Kimberley Process left in the lurch over diamond dispute

Global Witness, one of the founding members of the Kimberley Process, on Monday announced it has left the diamond certification body.

The government-led process regulates the trade of diamonds to prevent blood diamonds from being mixed with clean stones.

“Nearly nine years after the Kimberley Process was launched, the sad truth is that most consumers still cannot be sure where their diamonds come from, nor whether they are financing armed violence or abusive regimes” said Charmian Gooch, a founding director of Global Witness.

“The scheme has failed three tests: it failed to deal with the trade in conflict diamonds from Côte d’Ivoire, was unwilling to take serious action in the face of blatant breaches of the rules over a number of years by Venezuela and has proved unwilling to stop diamonds fuelling corruption and violence in Zimbabwe. It has become an accomplice to diamond laundering — whereby dirty diamonds are mixed in with clean gems.”

The watchdog approved the resumption of sales of Zimbabwe’s controversial Marange diamonds in November this year — after reports of alleged rights abuses in the area. Reports said Zimbabwe’s military had taken control of the Marange area and killed about 200 people, which the government denied. There had also been reports that people accused of committing acts of violence against those not in support of Zimbabwe’s Zanu-PF have been benefiting from side-line diamond revenues.

“Over the last decade, elections in Zimbabwe have been associated with the brutal intimidation of voters. Orchestrating this kind of violence costs a lot of money.

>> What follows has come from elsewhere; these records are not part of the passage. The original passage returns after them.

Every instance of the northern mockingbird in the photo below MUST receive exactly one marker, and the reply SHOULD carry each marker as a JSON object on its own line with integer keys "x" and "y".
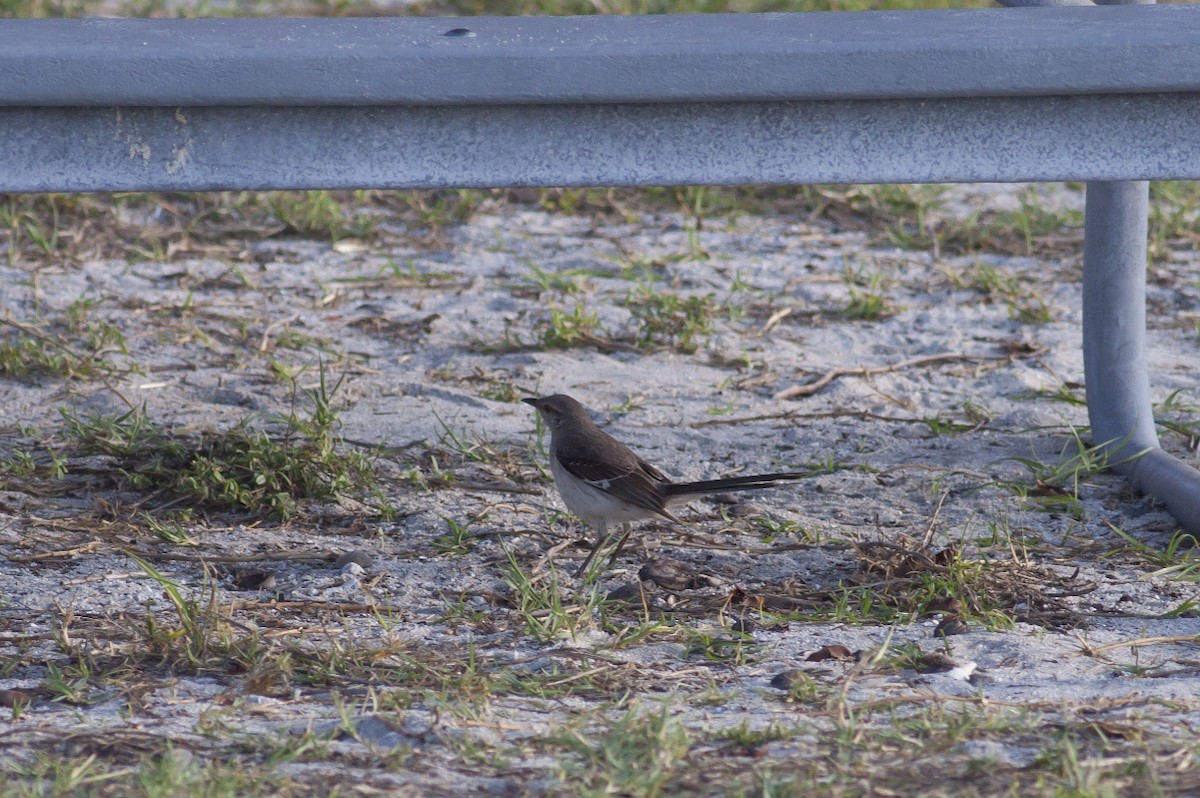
{"x": 604, "y": 483}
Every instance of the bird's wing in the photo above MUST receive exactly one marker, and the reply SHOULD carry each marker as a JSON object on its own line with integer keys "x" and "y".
{"x": 633, "y": 481}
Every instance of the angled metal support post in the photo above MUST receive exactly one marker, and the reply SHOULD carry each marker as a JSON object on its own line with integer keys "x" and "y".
{"x": 1115, "y": 366}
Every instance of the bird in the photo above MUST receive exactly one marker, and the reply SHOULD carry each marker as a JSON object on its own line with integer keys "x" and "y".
{"x": 605, "y": 484}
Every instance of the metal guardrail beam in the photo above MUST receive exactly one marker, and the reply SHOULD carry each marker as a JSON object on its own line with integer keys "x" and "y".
{"x": 1097, "y": 94}
{"x": 604, "y": 59}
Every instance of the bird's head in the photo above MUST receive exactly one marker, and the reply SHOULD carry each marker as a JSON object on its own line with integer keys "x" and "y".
{"x": 558, "y": 409}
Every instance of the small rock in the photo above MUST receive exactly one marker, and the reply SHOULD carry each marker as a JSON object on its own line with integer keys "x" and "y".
{"x": 357, "y": 556}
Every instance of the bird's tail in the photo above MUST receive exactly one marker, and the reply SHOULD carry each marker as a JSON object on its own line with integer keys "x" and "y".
{"x": 731, "y": 484}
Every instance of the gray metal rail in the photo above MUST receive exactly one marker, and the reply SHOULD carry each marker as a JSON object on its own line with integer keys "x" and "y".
{"x": 1097, "y": 94}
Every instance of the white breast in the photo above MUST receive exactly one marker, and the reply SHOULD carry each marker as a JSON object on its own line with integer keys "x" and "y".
{"x": 592, "y": 504}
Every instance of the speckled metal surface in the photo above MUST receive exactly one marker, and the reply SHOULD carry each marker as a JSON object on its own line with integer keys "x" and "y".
{"x": 672, "y": 58}
{"x": 937, "y": 141}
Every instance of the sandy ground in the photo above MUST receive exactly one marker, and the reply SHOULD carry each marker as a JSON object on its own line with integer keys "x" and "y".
{"x": 432, "y": 333}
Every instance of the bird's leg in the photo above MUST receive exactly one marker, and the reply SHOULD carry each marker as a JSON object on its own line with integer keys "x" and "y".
{"x": 601, "y": 538}
{"x": 621, "y": 544}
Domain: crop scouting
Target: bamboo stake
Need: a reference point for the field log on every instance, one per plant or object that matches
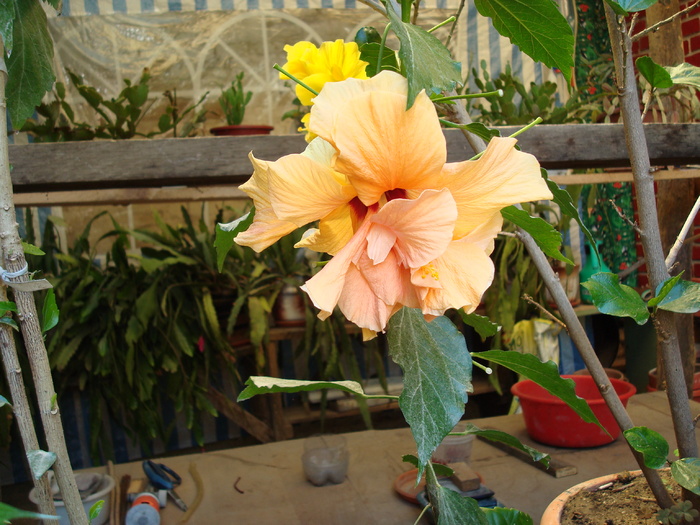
(14, 261)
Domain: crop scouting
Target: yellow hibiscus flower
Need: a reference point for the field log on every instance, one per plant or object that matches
(405, 227)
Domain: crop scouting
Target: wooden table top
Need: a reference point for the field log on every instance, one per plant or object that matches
(270, 486)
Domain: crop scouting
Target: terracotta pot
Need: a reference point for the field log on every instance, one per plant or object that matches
(241, 130)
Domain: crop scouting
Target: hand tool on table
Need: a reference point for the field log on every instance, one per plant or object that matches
(164, 478)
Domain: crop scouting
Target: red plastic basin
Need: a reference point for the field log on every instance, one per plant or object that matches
(550, 421)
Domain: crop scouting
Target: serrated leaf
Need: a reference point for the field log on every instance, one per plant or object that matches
(7, 306)
(256, 385)
(652, 445)
(546, 375)
(7, 18)
(30, 66)
(613, 298)
(686, 472)
(40, 462)
(655, 74)
(49, 312)
(96, 509)
(226, 233)
(441, 470)
(682, 298)
(9, 513)
(544, 234)
(566, 205)
(483, 325)
(437, 375)
(686, 74)
(536, 27)
(505, 516)
(624, 7)
(663, 289)
(424, 59)
(511, 441)
(370, 53)
(31, 249)
(450, 507)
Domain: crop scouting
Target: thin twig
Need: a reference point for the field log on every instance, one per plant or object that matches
(624, 217)
(670, 19)
(549, 314)
(673, 253)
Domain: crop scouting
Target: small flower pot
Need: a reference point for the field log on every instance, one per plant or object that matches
(241, 130)
(550, 421)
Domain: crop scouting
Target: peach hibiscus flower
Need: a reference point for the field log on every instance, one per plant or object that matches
(405, 227)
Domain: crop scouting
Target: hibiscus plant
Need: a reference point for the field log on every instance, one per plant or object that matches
(410, 234)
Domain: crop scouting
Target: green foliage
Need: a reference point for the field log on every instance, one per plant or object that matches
(430, 353)
(29, 67)
(656, 75)
(8, 513)
(547, 376)
(233, 101)
(613, 298)
(650, 444)
(536, 27)
(425, 61)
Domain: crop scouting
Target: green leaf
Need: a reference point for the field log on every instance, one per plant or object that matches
(504, 516)
(544, 234)
(437, 375)
(546, 375)
(686, 74)
(31, 249)
(441, 470)
(566, 205)
(536, 27)
(96, 509)
(49, 312)
(512, 441)
(686, 472)
(624, 7)
(7, 18)
(682, 298)
(29, 67)
(450, 507)
(613, 298)
(9, 513)
(40, 461)
(650, 444)
(269, 385)
(656, 75)
(663, 290)
(6, 306)
(226, 233)
(424, 59)
(483, 325)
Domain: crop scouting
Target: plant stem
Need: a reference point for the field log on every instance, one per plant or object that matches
(577, 333)
(22, 411)
(667, 339)
(13, 260)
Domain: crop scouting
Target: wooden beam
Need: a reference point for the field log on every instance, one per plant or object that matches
(223, 160)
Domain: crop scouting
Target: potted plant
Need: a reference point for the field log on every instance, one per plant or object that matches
(233, 102)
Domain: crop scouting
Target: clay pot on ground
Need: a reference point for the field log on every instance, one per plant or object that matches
(241, 130)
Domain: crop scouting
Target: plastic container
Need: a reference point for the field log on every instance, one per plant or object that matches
(550, 421)
(325, 459)
(454, 449)
(102, 493)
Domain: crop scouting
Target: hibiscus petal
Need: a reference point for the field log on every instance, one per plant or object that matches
(303, 189)
(267, 228)
(501, 177)
(423, 227)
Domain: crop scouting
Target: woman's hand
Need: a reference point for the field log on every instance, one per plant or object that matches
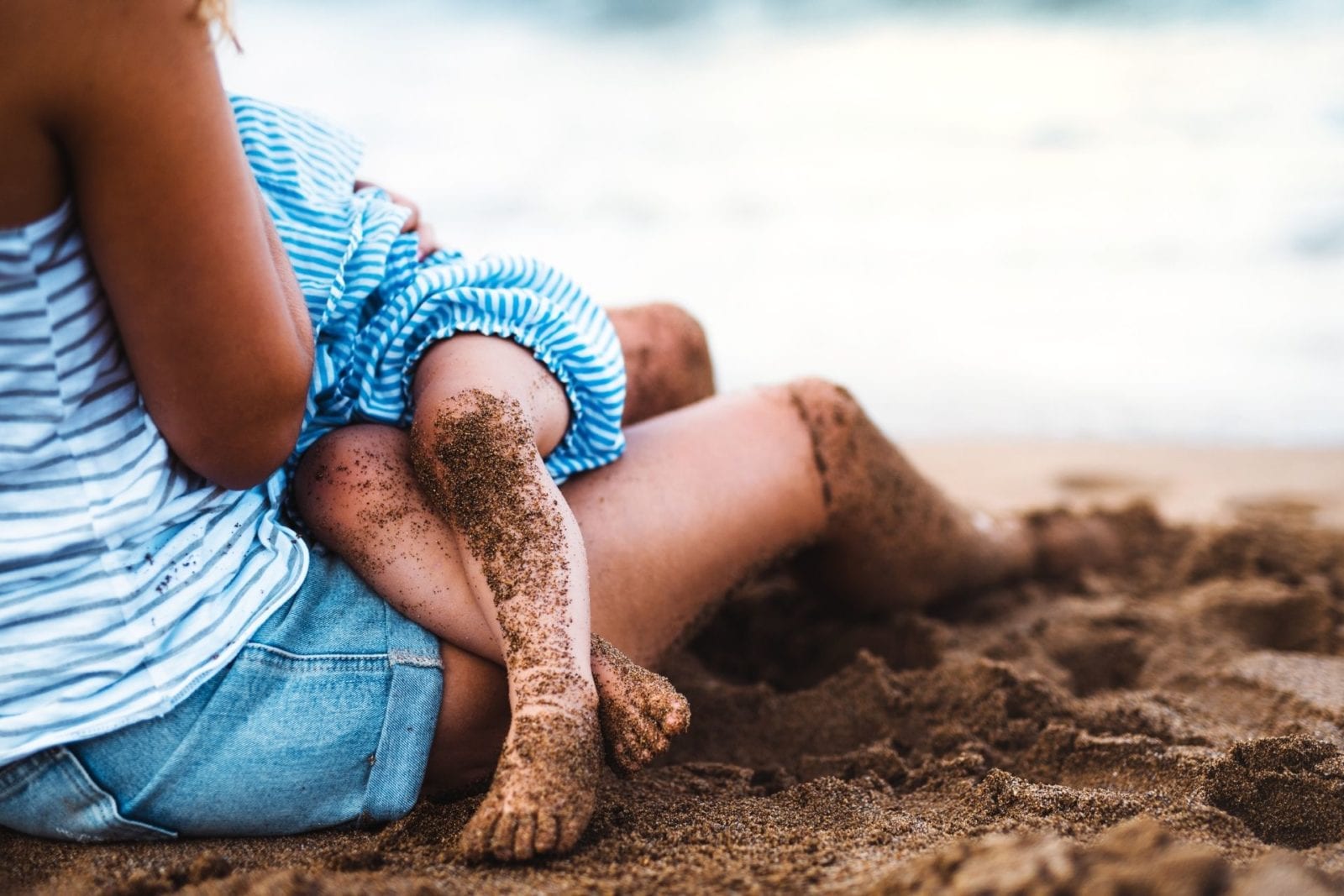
(428, 244)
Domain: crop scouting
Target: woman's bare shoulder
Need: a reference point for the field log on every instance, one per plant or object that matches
(58, 54)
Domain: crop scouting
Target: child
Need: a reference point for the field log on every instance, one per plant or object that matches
(511, 380)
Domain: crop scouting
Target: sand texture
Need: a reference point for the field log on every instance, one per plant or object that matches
(1171, 727)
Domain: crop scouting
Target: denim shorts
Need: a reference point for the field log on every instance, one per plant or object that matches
(323, 720)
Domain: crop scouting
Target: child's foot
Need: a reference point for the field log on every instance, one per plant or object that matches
(640, 710)
(544, 786)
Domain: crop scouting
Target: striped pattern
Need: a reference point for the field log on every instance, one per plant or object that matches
(375, 308)
(125, 579)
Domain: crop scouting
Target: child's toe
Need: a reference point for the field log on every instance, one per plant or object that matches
(548, 833)
(524, 839)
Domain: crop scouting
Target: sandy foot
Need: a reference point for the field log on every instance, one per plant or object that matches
(640, 711)
(544, 786)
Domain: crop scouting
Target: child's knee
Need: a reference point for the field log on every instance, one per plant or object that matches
(344, 473)
(470, 438)
(824, 407)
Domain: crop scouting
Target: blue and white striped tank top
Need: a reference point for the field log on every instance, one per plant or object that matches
(125, 579)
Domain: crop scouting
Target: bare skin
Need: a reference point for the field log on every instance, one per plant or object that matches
(638, 711)
(132, 123)
(703, 497)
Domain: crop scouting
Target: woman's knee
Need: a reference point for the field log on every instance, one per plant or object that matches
(667, 359)
(344, 473)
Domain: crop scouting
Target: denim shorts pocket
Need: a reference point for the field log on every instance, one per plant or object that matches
(51, 794)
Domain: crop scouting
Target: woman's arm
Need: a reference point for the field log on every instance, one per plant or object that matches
(208, 311)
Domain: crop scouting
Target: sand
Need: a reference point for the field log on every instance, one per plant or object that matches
(1171, 727)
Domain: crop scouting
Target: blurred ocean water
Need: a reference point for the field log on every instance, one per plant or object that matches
(1077, 217)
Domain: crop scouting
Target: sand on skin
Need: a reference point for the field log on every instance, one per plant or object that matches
(1175, 727)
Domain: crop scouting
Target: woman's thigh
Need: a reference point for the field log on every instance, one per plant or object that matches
(323, 719)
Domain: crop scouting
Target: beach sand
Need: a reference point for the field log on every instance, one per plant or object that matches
(1173, 727)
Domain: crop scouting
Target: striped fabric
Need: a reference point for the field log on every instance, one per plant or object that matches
(125, 579)
(375, 308)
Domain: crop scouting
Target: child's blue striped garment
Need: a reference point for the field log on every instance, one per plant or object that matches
(376, 309)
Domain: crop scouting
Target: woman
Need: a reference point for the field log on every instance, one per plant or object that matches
(176, 663)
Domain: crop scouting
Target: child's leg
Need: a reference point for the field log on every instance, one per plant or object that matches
(486, 412)
(358, 493)
(508, 573)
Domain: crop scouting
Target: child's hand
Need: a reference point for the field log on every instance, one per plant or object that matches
(428, 244)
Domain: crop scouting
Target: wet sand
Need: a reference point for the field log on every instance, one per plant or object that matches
(1173, 727)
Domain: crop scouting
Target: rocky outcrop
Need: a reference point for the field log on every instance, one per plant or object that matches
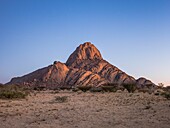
(85, 66)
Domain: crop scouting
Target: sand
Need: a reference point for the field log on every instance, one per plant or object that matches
(86, 110)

As the country approaches another election there is a very high risk of Zanu-PF hardliners employing these tactics once more and using Marange diamonds to foot the bill. The Kimberley Process’s refusal to confront this reality is an outrage,” said Gooch.

“Consumers should not buy Marange diamonds, and industry should not supply them,” said Gooch. “All existing contracts in the Marange fields should be cancelled and retendered with terms of reference which reflect international best practice on revenue sharing, transparency, oversight by and protection of the affected communities.”

Global Witness said the diamond industry should be required to demonstrate that the diamonds comply with international standards on minerals supply chain controls, including independent third party audits and regular public disclosure.

“Consumers have a right to know what they’re buying, and what was done to obtain it,” added Gooch. “The diamond industry must finally take responsibility for its supply chains and prove that the stones it sells are clean.”